No one wearing the clothes of desire who was ravished by her own desire...

Not even nothing was left in this conflagration 
Yet there was not even nothing there to burn in its own pyre... 

It’s stunningly beautiful to know you are a flowing thought dream... that you have no actual existence at all 
That you seem to appear only as reflections in another’s eyes, knowing that they are imagined as well. 

Someone says 
You’re beautiful 
And there is simply nothing here 
Vacant empty spaciousness 
Yet in their eyes I see unfathomable beauty



When I say ‘you were never born and you will never die’, some people think I am saying that they are a something separate and eternal.  I am not.  I am saying that you have no actual existence at all.

Thought seems to create this conceptual worded virtual world where there are dogs and humans and trees and you and me.  Some imaginary things refer to the physical world like rocks and trees, and others are purely imaginary like selves and tomorrow.

The physical world exists yet it has no qualities or characteristics or time or dimension or measurement until the human brain using shared learned words seems to lasso a part of the symphony of perception and create thingness.  
Bark of a dog, you, inside and outside are all thought created.
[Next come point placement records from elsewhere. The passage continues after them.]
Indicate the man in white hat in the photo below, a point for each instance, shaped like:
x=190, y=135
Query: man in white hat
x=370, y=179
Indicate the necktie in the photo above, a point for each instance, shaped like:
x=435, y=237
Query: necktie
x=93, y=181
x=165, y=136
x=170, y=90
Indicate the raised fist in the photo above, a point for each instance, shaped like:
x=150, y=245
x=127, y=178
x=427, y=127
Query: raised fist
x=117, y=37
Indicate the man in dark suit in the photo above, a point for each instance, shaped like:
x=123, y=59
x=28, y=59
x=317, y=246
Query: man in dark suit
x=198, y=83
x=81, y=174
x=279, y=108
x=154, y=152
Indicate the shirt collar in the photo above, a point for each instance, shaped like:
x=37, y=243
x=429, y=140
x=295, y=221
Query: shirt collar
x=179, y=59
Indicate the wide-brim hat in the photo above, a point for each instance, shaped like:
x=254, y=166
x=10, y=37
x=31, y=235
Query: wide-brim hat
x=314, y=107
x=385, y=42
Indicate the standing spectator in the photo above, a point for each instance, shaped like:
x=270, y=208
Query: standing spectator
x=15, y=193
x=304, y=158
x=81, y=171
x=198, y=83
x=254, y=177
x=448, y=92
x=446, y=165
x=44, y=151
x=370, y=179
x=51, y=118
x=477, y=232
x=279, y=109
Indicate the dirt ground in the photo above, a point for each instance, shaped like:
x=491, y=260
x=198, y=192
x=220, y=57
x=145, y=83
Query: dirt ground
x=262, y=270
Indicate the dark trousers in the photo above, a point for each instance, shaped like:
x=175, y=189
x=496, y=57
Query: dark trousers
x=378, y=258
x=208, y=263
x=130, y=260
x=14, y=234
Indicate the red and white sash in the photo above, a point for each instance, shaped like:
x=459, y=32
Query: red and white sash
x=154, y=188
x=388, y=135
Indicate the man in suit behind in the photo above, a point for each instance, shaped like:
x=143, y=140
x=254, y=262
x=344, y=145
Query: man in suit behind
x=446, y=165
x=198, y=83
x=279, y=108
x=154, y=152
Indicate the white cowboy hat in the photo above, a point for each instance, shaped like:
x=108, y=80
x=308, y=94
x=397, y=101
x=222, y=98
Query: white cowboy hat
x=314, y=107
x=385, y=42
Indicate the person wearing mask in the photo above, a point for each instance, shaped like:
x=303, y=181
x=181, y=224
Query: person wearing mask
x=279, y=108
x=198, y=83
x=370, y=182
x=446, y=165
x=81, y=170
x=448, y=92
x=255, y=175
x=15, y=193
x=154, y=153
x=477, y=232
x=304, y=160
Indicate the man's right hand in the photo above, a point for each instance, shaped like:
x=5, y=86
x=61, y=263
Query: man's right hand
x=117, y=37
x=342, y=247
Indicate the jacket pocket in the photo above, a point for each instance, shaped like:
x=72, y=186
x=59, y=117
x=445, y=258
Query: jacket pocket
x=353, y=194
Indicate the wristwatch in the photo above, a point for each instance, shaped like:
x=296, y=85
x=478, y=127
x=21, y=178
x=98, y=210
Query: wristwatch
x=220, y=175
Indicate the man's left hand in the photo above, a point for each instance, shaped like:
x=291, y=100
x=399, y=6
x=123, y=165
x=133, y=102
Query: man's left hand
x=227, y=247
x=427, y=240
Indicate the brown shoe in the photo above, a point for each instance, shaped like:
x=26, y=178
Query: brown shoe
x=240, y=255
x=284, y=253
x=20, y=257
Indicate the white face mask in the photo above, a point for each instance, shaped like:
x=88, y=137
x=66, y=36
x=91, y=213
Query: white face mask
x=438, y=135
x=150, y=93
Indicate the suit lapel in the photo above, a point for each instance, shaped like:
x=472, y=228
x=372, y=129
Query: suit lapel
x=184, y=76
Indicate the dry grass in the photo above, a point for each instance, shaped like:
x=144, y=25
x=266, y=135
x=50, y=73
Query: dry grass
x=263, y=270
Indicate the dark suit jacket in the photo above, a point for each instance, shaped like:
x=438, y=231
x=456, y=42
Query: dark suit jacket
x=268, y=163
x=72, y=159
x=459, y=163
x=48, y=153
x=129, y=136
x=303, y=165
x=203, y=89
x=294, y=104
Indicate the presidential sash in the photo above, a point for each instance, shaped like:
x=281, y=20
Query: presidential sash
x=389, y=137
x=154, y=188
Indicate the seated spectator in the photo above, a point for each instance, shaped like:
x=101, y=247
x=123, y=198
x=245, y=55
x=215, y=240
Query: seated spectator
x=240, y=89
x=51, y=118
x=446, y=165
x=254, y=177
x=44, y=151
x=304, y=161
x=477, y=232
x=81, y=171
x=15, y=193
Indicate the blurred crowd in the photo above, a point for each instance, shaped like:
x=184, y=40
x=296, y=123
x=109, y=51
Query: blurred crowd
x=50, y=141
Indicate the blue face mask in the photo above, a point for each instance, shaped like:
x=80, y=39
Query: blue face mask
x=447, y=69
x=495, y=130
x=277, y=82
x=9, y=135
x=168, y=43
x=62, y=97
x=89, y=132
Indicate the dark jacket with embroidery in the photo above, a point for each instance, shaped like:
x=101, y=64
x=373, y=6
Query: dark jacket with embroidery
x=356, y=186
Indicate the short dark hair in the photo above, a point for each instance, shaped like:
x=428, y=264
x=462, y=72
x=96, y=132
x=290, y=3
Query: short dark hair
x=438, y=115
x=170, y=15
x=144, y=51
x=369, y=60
More and less
Greater and less than 
Better and worse
Before and after 
All imaginary 
Like you 

As you are a flowing thought dream, when the body dies the brain dies and thoughts end.  

Enlightenment is the end of hope and fear and need of a never arising next.  The end of terror of your own death.  

The self and all apparent thingness does not disappear after the brain no longer believes in the thought dream it is painting.  Knowing you are made up, still you are here.  There never was a mountain nor a you to climb it, yet you may go hiking in the forests and reach the summit of a peak, all the while never feeling like there is a you doing anything or nothing. 
Life FEELS seamless.  It’s not like I reach out my arm and point to the sky 
It feels like a three dimensional flowing light fabric.  There is a seamless ease a sublime quiescence that permeates the dream of objectified separation, the only world we, as conceptual beings, can know. 

It’s beyond comprehension or belief, yet this intuited unicity can become obvious always.  It is a huge shift in perspective and there is a palpable psychological and physical sense of release.  

Life has always done itself, yet the belief in separation creates the feeling that there is someone doing it, or that life is happening to a someone, and it hurts. There is a huge tension with the feeling that life is fluid and impermanent versus the belief that there is a solid unchanging separate you.  Many who seem to see through the illusion of self don new clothes called a true self or awareness or consciousness, as the belief in separation remains.  

Anything said about the dream is the dream 
Including this


Wandering the desert dream alone she slipped silently between the folds of nothing and collided with her own reflection.  There was no path to nowhere as all signs led back into the dream.  Finding there was no outside and no inside, there was a beautiful death of hope and fear and need of a never arising next.